CVE-2024-9067 is a missing authorization vulnerability (CWE-862) identified in the Youzify – BuddyPress Community, User Profile, Social Network & Membership Plugin for WordPress. The vulnerability arises from the absence of a capability check within the delete_attachment function, which is responsible for handling attachment deletions. This flaw allows any authenticated user with at least Subscriber-level privileges to delete arbitrary attachments, bypassing intended permission restrictions. The vulnerability affects all versions of the plugin up to and including version 1.3.0. Exploitation requires authentication but no additional user interaction, and the attack vector is network-based. The CVSS v3.1 base score is 4.3 (medium severity), reflecting low impact on confidentiality and availability but a direct impact on data integrity. Although no known exploits are currently reported in the wild, the vulnerability poses a risk to WordPress sites using Youzify for community and social networking features, potentially allowing attackers to disrupt user content or remove attachments maliciously. No official patches or updates have been linked yet, so mitigation currently relies on access control and monitoring.

The primary impact of CVE-2024-9067 is unauthorized modification of data integrity, specifically the deletion of attachments by users who should not have such privileges. This can lead to loss of user-generated content, disruption of community interactions, and potential reputational damage for organizations relying on Youzify for social networking or membership management. Although confidentiality and availability are not directly affected, the integrity compromise can undermine trust in the platform and cause operational issues. Since the vulnerability requires only Subscriber-level authentication, attackers can exploit compromised or low-privilege accounts to escalate damage. Organizations with large user bases or sensitive community content are at higher risk. The absence of known exploits in the wild reduces immediate threat but does not eliminate the risk of future exploitation. The vulnerability could be leveraged in targeted attacks against community platforms, especially those with weak user account controls or high user churn.

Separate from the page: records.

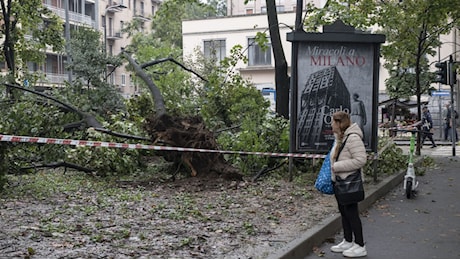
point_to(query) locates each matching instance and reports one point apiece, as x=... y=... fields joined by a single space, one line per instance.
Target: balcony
x=73 y=17
x=114 y=35
x=140 y=14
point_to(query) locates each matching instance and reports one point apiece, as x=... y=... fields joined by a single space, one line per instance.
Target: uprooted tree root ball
x=190 y=132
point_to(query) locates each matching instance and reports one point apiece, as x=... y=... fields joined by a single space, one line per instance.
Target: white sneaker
x=342 y=246
x=355 y=251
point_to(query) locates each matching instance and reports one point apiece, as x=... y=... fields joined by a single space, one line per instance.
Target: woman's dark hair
x=343 y=121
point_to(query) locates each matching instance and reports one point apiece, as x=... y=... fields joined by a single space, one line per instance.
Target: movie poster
x=333 y=77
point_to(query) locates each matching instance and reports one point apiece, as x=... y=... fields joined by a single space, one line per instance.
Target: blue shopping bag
x=323 y=181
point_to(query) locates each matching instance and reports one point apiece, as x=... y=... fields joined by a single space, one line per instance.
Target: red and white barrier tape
x=43 y=140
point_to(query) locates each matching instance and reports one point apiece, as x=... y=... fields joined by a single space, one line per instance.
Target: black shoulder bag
x=349 y=190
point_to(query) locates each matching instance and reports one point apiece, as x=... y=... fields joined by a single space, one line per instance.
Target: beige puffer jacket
x=353 y=155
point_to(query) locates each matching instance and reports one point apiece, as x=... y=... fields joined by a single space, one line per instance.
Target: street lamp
x=116 y=7
x=112 y=7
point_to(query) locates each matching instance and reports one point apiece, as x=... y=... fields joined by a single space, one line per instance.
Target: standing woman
x=352 y=157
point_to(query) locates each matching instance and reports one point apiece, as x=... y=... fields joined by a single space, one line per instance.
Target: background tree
x=90 y=91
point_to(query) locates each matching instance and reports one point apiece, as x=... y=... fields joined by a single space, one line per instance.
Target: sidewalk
x=395 y=227
x=425 y=227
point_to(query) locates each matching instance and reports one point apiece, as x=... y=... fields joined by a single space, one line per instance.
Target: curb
x=303 y=246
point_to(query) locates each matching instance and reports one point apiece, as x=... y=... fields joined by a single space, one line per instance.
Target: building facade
x=107 y=16
x=216 y=36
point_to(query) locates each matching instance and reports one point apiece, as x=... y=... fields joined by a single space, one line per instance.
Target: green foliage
x=391 y=159
x=110 y=161
x=31 y=117
x=270 y=134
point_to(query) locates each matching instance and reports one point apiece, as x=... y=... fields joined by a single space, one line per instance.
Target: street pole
x=67 y=39
x=451 y=77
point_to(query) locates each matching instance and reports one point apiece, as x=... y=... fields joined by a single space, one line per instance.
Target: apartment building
x=107 y=16
x=216 y=36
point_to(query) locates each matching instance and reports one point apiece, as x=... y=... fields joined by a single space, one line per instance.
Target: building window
x=214 y=49
x=257 y=56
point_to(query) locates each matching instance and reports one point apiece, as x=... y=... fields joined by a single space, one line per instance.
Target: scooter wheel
x=409 y=188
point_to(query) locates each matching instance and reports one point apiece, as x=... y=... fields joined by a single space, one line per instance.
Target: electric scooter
x=410 y=183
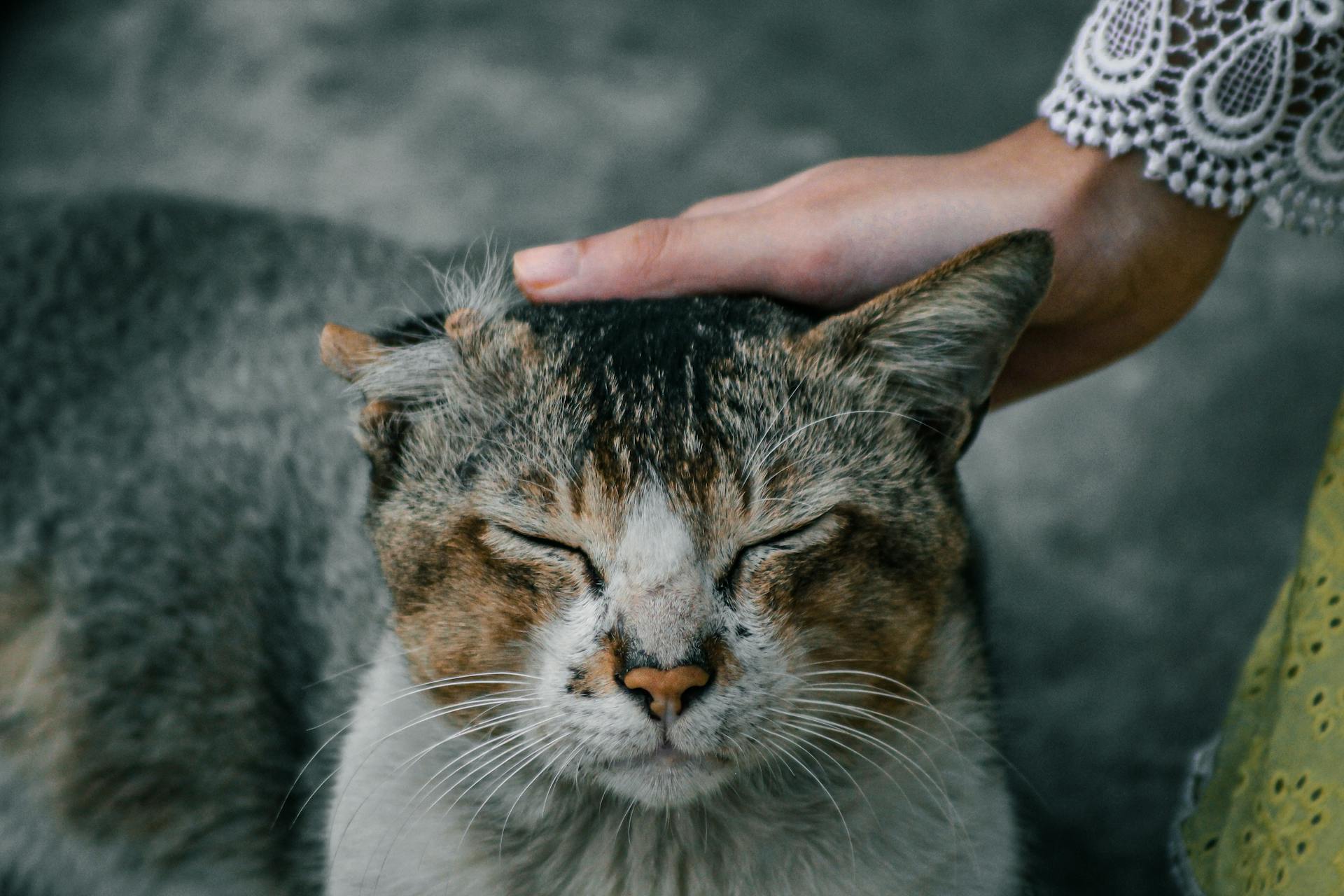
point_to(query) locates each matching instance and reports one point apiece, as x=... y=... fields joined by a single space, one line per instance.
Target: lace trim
x=1231 y=101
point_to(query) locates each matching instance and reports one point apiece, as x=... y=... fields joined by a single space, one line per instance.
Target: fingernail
x=546 y=266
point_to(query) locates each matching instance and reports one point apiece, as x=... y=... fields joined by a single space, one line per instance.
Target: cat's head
x=638 y=535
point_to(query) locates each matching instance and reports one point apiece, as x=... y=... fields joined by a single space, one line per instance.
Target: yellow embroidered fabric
x=1270 y=817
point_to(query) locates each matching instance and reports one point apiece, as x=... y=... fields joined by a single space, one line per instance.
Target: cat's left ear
x=937 y=344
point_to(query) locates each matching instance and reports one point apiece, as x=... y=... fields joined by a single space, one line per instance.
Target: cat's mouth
x=666 y=757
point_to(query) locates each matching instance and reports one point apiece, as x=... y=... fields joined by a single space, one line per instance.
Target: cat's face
x=643 y=540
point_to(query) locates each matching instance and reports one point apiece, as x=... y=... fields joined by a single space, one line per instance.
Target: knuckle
x=650 y=244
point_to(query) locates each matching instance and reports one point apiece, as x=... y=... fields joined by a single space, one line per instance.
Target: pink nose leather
x=666 y=685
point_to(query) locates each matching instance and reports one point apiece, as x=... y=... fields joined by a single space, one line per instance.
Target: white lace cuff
x=1231 y=101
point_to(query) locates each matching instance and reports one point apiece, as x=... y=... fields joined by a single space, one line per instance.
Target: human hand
x=1130 y=257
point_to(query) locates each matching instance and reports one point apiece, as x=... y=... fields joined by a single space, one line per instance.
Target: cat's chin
x=666 y=778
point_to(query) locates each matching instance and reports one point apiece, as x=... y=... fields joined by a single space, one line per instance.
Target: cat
x=706 y=514
x=679 y=597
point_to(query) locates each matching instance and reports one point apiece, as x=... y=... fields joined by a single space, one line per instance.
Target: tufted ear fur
x=351 y=355
x=936 y=344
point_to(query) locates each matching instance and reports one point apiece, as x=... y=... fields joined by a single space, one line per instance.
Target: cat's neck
x=802 y=825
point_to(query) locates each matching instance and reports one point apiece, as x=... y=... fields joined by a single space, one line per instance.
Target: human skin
x=1130 y=257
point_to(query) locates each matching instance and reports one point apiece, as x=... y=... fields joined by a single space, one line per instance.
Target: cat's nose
x=670 y=690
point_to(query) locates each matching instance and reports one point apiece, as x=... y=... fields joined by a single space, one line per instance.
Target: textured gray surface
x=1138 y=522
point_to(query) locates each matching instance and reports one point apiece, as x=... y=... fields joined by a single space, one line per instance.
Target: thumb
x=654 y=258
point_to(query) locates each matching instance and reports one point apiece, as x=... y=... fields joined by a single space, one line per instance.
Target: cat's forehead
x=657 y=391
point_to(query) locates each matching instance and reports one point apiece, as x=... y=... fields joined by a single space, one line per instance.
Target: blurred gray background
x=1138 y=523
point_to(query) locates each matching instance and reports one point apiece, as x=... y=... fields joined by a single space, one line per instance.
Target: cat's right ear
x=347 y=352
x=350 y=354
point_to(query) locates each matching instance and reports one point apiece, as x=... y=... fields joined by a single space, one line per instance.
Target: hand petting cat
x=1132 y=257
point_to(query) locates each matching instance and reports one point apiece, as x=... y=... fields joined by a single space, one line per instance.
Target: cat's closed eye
x=550 y=547
x=793 y=539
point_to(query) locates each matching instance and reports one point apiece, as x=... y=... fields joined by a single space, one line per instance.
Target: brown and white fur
x=562 y=496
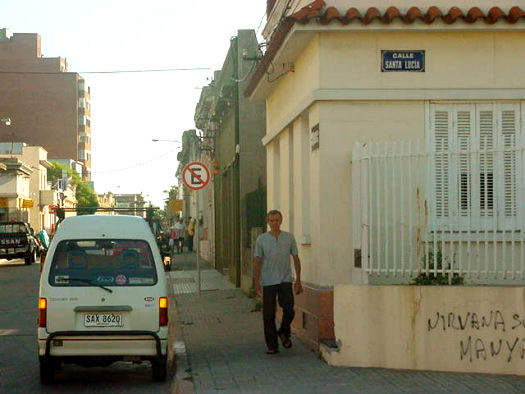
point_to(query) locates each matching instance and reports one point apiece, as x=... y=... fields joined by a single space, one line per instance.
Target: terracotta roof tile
x=314 y=13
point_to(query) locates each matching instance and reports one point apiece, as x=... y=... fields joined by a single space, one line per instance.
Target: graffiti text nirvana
x=475 y=348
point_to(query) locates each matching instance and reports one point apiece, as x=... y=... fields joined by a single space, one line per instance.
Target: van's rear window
x=12 y=228
x=108 y=262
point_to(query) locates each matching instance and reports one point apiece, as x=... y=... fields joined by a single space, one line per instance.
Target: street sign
x=176 y=205
x=196 y=175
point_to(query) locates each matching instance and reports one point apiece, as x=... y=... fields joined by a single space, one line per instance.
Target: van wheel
x=47 y=371
x=159 y=368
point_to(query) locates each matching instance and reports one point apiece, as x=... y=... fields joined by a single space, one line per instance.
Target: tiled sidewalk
x=221 y=349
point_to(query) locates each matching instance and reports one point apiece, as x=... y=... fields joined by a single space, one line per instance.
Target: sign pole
x=196 y=237
x=196 y=176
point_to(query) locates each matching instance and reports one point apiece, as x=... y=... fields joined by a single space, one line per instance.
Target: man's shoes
x=287 y=343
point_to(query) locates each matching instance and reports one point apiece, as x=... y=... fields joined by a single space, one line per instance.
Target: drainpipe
x=237 y=167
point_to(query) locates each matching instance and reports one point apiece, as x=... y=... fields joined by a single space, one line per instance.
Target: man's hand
x=298 y=288
x=258 y=289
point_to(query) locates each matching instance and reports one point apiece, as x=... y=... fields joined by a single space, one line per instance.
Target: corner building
x=48 y=106
x=334 y=77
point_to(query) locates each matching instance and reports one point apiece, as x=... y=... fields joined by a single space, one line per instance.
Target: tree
x=87 y=201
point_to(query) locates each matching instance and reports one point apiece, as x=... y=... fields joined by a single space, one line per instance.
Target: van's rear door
x=100 y=285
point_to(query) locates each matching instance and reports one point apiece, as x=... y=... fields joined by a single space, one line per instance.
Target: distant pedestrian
x=191 y=232
x=272 y=265
x=180 y=230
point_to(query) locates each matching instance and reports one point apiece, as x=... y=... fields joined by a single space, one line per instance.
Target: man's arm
x=298 y=287
x=257 y=268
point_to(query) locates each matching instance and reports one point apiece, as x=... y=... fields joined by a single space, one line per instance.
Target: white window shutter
x=464 y=129
x=508 y=126
x=441 y=125
x=487 y=126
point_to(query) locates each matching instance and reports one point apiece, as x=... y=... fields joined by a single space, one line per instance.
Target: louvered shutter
x=441 y=124
x=486 y=139
x=508 y=127
x=463 y=134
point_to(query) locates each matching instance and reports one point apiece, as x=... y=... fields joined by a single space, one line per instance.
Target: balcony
x=48 y=197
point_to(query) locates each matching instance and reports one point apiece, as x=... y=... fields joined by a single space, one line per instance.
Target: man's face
x=274 y=221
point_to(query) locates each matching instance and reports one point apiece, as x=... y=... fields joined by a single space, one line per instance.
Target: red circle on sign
x=203 y=180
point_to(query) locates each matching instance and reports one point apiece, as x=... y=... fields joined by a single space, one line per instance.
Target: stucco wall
x=292 y=87
x=471 y=329
x=493 y=60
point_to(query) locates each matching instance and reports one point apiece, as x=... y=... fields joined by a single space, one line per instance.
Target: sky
x=128 y=110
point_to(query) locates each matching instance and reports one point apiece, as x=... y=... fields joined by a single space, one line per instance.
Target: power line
x=110 y=71
x=135 y=165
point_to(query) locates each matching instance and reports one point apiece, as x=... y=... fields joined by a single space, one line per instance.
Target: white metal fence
x=439 y=211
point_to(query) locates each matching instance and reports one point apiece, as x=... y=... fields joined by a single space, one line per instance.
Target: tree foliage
x=87 y=201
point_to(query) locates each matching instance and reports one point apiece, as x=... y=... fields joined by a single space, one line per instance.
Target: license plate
x=103 y=320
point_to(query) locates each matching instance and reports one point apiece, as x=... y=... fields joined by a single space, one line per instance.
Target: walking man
x=272 y=260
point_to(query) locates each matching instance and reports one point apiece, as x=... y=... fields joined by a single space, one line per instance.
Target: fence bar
x=378 y=204
x=386 y=206
x=366 y=203
x=402 y=182
x=411 y=249
x=394 y=206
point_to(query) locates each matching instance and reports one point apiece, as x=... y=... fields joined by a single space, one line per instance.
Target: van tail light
x=42 y=312
x=163 y=311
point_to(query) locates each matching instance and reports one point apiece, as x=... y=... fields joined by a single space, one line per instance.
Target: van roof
x=103 y=226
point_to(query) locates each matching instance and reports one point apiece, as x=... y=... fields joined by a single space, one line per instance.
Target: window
x=111 y=262
x=476 y=151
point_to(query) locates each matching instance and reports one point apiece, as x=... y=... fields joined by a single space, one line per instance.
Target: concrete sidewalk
x=221 y=349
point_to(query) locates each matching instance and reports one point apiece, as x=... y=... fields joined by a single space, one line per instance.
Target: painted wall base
x=314 y=314
x=458 y=328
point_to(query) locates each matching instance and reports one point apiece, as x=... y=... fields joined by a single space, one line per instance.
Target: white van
x=103 y=296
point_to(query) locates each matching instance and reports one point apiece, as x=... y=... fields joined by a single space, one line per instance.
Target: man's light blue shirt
x=275 y=254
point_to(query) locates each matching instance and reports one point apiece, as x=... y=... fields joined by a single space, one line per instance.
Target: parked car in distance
x=103 y=296
x=17 y=240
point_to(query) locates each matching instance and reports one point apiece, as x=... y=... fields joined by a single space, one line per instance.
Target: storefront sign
x=314 y=137
x=403 y=61
x=176 y=205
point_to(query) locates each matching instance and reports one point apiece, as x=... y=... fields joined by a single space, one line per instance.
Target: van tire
x=47 y=371
x=159 y=368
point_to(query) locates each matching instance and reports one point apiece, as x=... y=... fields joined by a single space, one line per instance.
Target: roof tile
x=314 y=12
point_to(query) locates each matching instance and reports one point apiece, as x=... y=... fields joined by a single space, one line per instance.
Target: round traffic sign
x=196 y=175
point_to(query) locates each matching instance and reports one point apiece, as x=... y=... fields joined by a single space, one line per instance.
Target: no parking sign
x=196 y=175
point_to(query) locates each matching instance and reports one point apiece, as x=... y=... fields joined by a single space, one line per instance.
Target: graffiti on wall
x=506 y=332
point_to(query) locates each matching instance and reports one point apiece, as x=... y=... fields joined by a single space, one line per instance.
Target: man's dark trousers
x=284 y=294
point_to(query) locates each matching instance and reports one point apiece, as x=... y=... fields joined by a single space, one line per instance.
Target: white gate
x=442 y=211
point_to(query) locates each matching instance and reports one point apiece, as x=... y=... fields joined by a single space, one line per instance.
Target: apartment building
x=48 y=106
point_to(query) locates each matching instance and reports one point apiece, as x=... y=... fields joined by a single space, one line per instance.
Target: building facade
x=233 y=127
x=48 y=106
x=41 y=196
x=438 y=75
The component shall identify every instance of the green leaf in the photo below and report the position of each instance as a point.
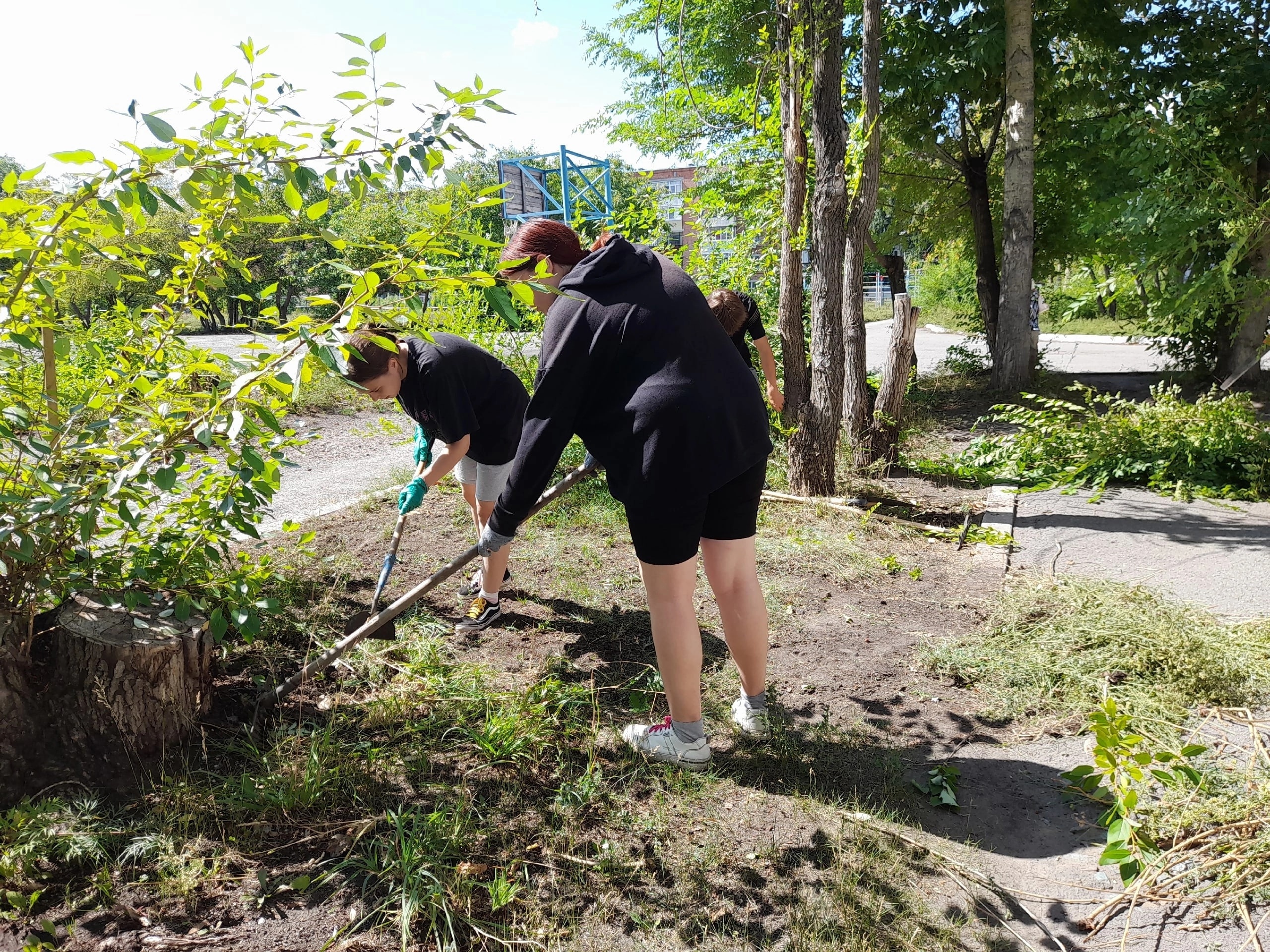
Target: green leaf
(76, 157)
(159, 128)
(502, 304)
(1114, 855)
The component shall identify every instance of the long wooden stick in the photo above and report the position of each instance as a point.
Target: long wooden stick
(330, 655)
(840, 504)
(46, 337)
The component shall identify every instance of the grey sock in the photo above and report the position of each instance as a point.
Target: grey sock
(689, 731)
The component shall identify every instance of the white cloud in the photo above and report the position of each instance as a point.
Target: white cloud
(527, 33)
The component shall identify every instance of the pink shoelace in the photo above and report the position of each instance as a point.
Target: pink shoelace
(663, 726)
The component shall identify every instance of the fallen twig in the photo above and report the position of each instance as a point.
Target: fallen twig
(838, 503)
(968, 871)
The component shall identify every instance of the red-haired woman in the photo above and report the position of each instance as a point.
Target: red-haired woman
(635, 365)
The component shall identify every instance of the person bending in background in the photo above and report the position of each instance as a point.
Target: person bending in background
(475, 405)
(635, 365)
(738, 314)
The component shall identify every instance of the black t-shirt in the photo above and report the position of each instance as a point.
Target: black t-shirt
(635, 365)
(754, 327)
(454, 389)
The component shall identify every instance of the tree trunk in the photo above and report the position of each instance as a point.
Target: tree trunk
(1013, 367)
(790, 31)
(107, 695)
(813, 448)
(987, 284)
(894, 380)
(146, 685)
(1250, 337)
(864, 203)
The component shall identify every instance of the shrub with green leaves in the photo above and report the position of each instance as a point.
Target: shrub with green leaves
(1214, 447)
(149, 459)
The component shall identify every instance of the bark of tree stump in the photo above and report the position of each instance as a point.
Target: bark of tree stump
(135, 676)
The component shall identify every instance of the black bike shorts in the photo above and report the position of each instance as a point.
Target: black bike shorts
(672, 535)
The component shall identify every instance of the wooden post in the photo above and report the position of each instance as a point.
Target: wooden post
(894, 379)
(50, 375)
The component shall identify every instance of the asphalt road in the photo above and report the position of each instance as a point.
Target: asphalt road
(1217, 555)
(1066, 353)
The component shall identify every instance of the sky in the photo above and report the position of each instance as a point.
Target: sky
(79, 61)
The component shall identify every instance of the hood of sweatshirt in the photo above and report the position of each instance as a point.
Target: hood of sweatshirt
(616, 263)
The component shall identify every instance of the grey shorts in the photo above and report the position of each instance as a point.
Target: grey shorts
(489, 480)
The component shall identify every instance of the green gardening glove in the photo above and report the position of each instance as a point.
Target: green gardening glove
(412, 495)
(422, 446)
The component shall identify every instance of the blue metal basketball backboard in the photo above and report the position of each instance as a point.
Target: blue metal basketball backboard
(564, 184)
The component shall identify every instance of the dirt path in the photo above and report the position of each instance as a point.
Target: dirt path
(348, 457)
(844, 669)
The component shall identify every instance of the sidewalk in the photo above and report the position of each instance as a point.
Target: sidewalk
(1217, 555)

1. Immediately audit user roles and permissions within WordPress and Youzify to ensure that Subscriber-level users have minimal privileges and that no unnecessary elevated rights are granted. 2. Implement strict monitoring and logging of attachment deletion activities to detect suspicious behavior early. 3. Restrict user registration or enforce stronger authentication mechanisms to reduce the risk of attacker account creation. 4. Temporarily disable or restrict the delete_attachment functionality if feasible until an official patch is released. 5. Follow Youzify and WordPress security advisories closely for updates or patches addressing this vulnerability and apply them promptly. 6. Consider deploying a Web Application Firewall (WAF) with custom rules to detect and block unauthorized delete_attachment requests. 7. Educate site administrators and moderators about the risk and encourage vigilance regarding unusual content deletions. 8. Regularly back up attachments and user content to enable recovery in case of malicious deletions.